September 29th, 2009 / Author: admin

At a recent set of focus groups —  you know where a small group of subjects is quizzed on a particular subject while being scrutinized through one-way glass by a smaller group of people hoping for insight that can be extrapolated across thousands — I heard confusion arise.  The facilitator said: “6 cents in every 100 dollars,” but it kept being played back as “6 percent in every 100 dollars.”

Big difference.  How come?  For nearly 60 years we have seen the meaning of numbers and percentages overtaken by the importance of the argument they are used to promote.  The focus group insight is: we are all guilty.  One reason may be how the apparent objectivity of numbers lends credibility to any argument no matter how contorted the equation that produced them.

Go back to 1954, when Darrell Huff and Irving Geis published “How to Lie with Statistics.” It kicked off a trend of adding math to marketing.

Here is how the book opened:

“‘There’s a mighty lot of crime around here,’ said my father-in law a little while after he moved from Iowa to California.  And so there was — in the newspaper he read.  It is one that overlooks no crime in its own area and has been known to give more attention to an Iowa murder than was given by the principal daily in the region in which it took place.

“My father-in-law’s conclusion was statistical in an informal way.  It was based on a sample, a remarkably biased one.

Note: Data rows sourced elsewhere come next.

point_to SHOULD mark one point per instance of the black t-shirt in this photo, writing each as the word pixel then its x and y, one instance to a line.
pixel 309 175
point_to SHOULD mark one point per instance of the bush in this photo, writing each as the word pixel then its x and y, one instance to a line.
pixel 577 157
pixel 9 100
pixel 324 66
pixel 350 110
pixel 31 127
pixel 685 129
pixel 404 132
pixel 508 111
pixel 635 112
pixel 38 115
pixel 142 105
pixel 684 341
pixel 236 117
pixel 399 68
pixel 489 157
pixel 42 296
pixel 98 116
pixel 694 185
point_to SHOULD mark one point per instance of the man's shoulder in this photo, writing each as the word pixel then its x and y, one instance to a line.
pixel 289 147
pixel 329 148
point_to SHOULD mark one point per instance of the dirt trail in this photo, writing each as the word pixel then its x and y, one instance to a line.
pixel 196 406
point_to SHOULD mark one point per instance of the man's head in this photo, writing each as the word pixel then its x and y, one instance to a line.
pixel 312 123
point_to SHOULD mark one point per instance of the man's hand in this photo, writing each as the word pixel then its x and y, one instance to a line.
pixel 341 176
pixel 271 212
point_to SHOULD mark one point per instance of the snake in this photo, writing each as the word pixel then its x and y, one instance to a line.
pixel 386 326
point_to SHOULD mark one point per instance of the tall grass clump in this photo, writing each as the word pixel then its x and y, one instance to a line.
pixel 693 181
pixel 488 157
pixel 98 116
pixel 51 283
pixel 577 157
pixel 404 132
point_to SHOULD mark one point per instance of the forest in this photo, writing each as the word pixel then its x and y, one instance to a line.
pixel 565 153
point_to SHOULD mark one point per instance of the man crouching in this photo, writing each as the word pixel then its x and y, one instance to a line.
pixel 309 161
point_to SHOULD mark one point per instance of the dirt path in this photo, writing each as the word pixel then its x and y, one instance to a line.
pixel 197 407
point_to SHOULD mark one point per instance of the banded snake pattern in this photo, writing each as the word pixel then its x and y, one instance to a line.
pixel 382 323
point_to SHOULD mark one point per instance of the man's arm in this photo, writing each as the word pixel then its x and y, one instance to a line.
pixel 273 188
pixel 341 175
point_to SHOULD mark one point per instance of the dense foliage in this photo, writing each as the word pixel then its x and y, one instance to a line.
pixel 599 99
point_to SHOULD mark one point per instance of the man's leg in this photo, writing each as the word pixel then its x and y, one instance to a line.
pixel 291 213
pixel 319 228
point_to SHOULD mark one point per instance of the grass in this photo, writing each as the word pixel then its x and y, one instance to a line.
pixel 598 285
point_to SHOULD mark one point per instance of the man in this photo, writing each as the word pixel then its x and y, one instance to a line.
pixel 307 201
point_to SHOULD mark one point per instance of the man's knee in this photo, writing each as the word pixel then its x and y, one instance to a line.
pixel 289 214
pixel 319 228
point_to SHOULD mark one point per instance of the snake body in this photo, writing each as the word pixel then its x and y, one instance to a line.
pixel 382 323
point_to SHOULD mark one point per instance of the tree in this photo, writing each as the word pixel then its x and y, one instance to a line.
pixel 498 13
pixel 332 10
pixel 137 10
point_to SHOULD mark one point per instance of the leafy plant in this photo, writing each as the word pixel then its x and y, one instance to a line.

Like many a more sophisticated statistic it was guilty of semiattachment: It assumed that newspaper space given to crime reporting is a measure of a crime rate.”

Guarding against the urge to confer credibility on every random column of numbers that “foot” — add up correctly — puts a burden of all of our five senses.  If extra sensory perception is the ability to see things without evidence or experience, it may take that sixth one to protect us from ourselves.